The sound of voices in prayer soon drew a phalanx of television and newspaper reporters and cameramen, and the curious. Prayers in Spanish and English -- from Isaiah, the Psalms, Jeremiah and Luke -- and the Rosary were spoken. Candles illuminated the faces of the men, women and children asking God's protection on both the detainees and their hostages. Singing of the hymn, "Alabare," ended the prayer vigil.

During the prayers, forlorn children knelt beside their mothers. One young woman drew her small son closer to her as the toddler called out for "Daddy," several times. A little boy sitting on a low wall observed the scene with sad eyes. Mirta Garcia, huddled in blankets in her wheelchair, held her prayer sheet and prayed along with the others. She had been keeping vigil since shortly after the prison takeover Monday morning. She vowed to remain there until she had some word of her husband, Dagobeeto Figueroa, who has spent five years in the prison.

The prayer vigil, Sister Pilar said, seemed to calm the wives. Supported by prayer and the presence of faithful volunteers who had regularly visited their husbands in prison, they seemed to lose the aggressive disposition they had shown earlier.

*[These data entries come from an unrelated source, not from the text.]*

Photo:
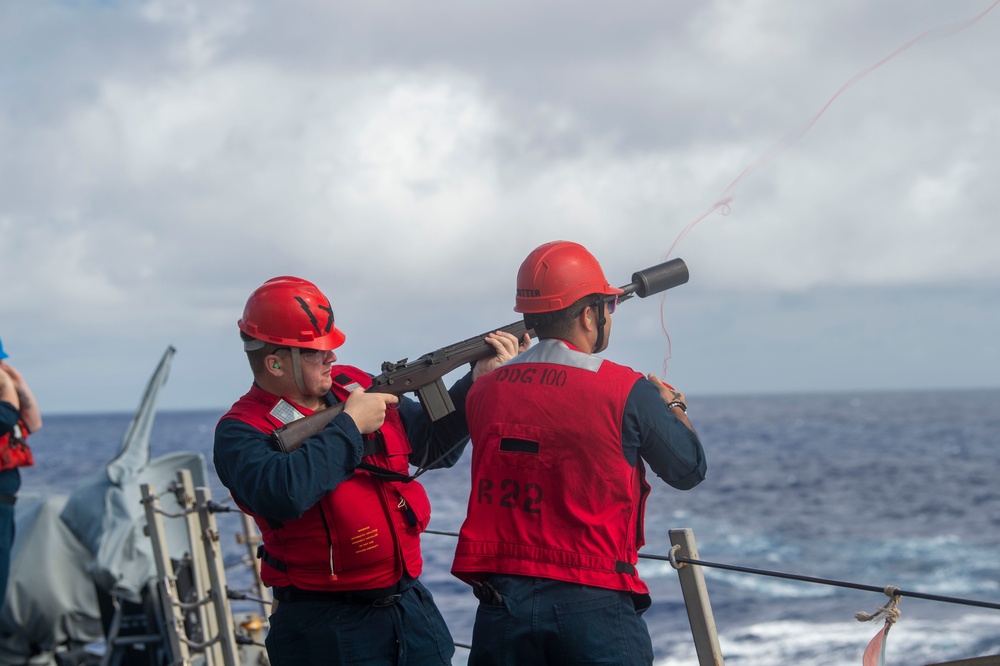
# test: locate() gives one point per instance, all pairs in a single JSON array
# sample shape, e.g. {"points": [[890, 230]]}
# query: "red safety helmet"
{"points": [[291, 311], [556, 275]]}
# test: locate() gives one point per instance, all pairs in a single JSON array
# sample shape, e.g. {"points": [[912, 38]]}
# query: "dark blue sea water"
{"points": [[878, 489]]}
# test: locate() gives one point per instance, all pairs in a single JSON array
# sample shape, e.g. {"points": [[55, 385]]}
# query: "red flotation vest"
{"points": [[552, 493], [361, 536], [14, 449]]}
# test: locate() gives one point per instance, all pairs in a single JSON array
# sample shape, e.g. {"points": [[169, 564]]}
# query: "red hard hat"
{"points": [[556, 275], [291, 311]]}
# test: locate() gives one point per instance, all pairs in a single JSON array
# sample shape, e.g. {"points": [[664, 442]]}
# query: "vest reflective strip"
{"points": [[556, 351]]}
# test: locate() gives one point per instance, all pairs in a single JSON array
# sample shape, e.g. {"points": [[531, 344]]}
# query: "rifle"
{"points": [[425, 375]]}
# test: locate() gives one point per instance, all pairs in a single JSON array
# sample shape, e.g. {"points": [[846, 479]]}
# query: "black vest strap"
{"points": [[271, 561], [625, 567]]}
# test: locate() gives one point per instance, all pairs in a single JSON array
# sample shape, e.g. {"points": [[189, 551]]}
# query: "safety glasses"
{"points": [[312, 356]]}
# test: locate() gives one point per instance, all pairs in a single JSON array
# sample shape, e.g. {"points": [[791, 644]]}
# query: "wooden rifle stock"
{"points": [[424, 375]]}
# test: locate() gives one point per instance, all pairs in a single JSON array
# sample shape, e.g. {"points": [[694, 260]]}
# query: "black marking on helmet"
{"points": [[305, 308], [329, 320]]}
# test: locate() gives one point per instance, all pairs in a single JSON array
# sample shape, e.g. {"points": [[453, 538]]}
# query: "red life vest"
{"points": [[14, 449], [552, 493], [361, 536]]}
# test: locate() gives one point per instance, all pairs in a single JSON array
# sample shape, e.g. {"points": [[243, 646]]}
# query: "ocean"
{"points": [[893, 488]]}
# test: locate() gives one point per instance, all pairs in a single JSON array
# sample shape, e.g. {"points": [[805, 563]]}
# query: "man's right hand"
{"points": [[368, 409]]}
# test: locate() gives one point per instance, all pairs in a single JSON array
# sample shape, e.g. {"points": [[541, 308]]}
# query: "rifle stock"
{"points": [[424, 375]]}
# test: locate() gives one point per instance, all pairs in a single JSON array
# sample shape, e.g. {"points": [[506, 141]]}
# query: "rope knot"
{"points": [[890, 611]]}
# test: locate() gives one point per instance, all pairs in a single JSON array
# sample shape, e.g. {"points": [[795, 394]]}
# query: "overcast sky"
{"points": [[160, 160]]}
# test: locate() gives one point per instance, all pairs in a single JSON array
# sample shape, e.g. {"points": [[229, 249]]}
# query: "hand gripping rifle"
{"points": [[424, 375]]}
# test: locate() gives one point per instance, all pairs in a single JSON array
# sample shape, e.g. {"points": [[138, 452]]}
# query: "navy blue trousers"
{"points": [[549, 622], [410, 632], [10, 482]]}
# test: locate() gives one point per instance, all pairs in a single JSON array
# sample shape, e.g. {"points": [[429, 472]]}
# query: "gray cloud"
{"points": [[166, 158]]}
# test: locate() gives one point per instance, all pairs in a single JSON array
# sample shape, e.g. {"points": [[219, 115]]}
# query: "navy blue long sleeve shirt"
{"points": [[282, 486], [672, 450]]}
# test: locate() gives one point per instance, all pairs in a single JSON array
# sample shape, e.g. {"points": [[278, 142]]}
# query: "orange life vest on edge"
{"points": [[361, 536], [14, 449], [552, 493]]}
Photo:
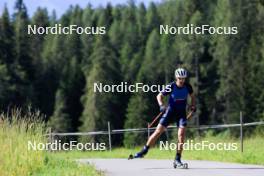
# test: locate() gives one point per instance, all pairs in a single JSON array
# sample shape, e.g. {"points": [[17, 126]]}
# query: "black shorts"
{"points": [[177, 116]]}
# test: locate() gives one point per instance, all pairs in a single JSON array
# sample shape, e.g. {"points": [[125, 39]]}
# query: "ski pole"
{"points": [[156, 118]]}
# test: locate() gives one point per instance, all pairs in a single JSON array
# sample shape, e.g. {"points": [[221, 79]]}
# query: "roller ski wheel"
{"points": [[130, 157], [180, 165]]}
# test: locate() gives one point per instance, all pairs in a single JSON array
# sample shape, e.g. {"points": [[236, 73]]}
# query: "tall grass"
{"points": [[16, 129]]}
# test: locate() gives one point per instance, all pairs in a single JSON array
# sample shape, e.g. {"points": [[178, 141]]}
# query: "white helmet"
{"points": [[180, 73]]}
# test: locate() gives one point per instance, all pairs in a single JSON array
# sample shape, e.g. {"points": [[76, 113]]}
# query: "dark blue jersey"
{"points": [[178, 95]]}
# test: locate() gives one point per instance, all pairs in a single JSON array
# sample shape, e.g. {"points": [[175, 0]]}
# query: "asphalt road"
{"points": [[152, 167]]}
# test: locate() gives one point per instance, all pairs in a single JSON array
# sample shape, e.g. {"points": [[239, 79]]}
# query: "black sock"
{"points": [[178, 157]]}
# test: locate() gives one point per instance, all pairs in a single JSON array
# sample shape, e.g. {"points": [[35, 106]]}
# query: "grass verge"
{"points": [[253, 152], [15, 158]]}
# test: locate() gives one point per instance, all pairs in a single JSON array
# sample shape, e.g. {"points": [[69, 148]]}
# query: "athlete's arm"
{"points": [[160, 99], [193, 103]]}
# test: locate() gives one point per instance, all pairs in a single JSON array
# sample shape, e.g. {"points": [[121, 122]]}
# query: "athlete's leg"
{"points": [[181, 136], [151, 141]]}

And why did members of the Hispanic community drive to the prison after the Mass at IHM? "They need to know we are with them," say Mercy Pinacas and Lily Delgado, both of St. Philip Benizi in Jonesboro. The women have been coming to the prison on Wednesdays for 18 months. They attend Mass with the men. Afterward they pray and share the Bible with them and listen to their hopes and frustrations.

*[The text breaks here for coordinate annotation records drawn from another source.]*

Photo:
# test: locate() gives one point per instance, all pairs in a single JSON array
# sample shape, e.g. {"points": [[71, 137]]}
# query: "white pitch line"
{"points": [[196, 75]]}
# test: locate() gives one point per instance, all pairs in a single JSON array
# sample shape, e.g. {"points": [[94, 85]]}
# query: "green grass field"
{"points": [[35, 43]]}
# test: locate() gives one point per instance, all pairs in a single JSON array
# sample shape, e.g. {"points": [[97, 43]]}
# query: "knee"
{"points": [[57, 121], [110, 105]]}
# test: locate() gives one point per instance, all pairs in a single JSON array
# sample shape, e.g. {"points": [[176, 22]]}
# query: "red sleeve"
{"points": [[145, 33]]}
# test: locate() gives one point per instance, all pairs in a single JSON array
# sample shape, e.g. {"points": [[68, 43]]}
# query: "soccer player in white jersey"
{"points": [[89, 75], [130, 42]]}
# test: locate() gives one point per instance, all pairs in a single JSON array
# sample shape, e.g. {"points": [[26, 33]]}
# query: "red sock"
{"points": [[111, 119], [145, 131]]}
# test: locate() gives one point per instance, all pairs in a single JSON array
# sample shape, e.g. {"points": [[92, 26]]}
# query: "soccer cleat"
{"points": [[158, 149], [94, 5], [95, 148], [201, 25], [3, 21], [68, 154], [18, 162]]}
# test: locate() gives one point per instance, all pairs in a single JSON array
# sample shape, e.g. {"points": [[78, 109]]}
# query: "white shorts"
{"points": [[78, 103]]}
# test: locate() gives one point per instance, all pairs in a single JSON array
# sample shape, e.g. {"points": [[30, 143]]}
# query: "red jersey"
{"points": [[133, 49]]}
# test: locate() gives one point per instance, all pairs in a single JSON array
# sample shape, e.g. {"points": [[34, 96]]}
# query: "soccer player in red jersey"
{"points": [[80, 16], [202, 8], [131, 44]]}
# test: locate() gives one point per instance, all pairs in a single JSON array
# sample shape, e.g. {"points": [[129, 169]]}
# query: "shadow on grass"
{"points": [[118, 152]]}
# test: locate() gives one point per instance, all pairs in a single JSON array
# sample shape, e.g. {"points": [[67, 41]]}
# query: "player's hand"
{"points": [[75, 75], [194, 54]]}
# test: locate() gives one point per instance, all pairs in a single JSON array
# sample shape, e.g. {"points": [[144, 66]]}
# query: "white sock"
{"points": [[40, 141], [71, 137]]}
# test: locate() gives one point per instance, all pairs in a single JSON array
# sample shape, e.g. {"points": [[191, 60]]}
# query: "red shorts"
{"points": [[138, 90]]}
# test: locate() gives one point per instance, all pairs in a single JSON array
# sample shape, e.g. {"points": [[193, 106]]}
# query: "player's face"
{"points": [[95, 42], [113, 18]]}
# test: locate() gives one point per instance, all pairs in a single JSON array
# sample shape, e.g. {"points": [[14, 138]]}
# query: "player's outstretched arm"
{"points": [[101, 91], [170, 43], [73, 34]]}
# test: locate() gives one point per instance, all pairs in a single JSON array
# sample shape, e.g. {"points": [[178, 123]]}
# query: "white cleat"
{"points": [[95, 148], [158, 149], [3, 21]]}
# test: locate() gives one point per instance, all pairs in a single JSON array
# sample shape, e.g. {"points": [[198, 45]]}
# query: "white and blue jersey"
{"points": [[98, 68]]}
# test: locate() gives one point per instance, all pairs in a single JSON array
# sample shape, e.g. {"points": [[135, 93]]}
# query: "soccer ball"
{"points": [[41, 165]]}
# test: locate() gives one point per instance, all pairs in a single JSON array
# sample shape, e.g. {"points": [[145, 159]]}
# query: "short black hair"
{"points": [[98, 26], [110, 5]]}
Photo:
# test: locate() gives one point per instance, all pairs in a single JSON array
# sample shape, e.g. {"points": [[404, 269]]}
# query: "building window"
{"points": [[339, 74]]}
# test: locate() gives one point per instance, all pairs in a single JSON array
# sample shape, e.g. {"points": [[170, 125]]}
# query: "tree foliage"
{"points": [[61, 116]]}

"They are tired of waiting with no hope," Mrs. Pinacas said. "They have had no calendar" for five or seven years.

Father Riofrio said he had been asked to pray for the Cubans and the hostages and decided to celebrate Mass on Tuesday evening. Father Mauro Mourlot, parochial vicar at St. Anthony's Church, concelebrated. Father Mourlot, who visits the prison regularly, told the Mass congregation that he was advised by the guards not to enter the prison when he arrived Monday morning.

Deacons Arturo Mimenez and Evelio Garcia-Carrera participated and Sister Olivia Cardenas, RFR, led the hymn singing.

(This report was compiled by staff members Paula Day, Rita McInerney and Gretchen Keiser.)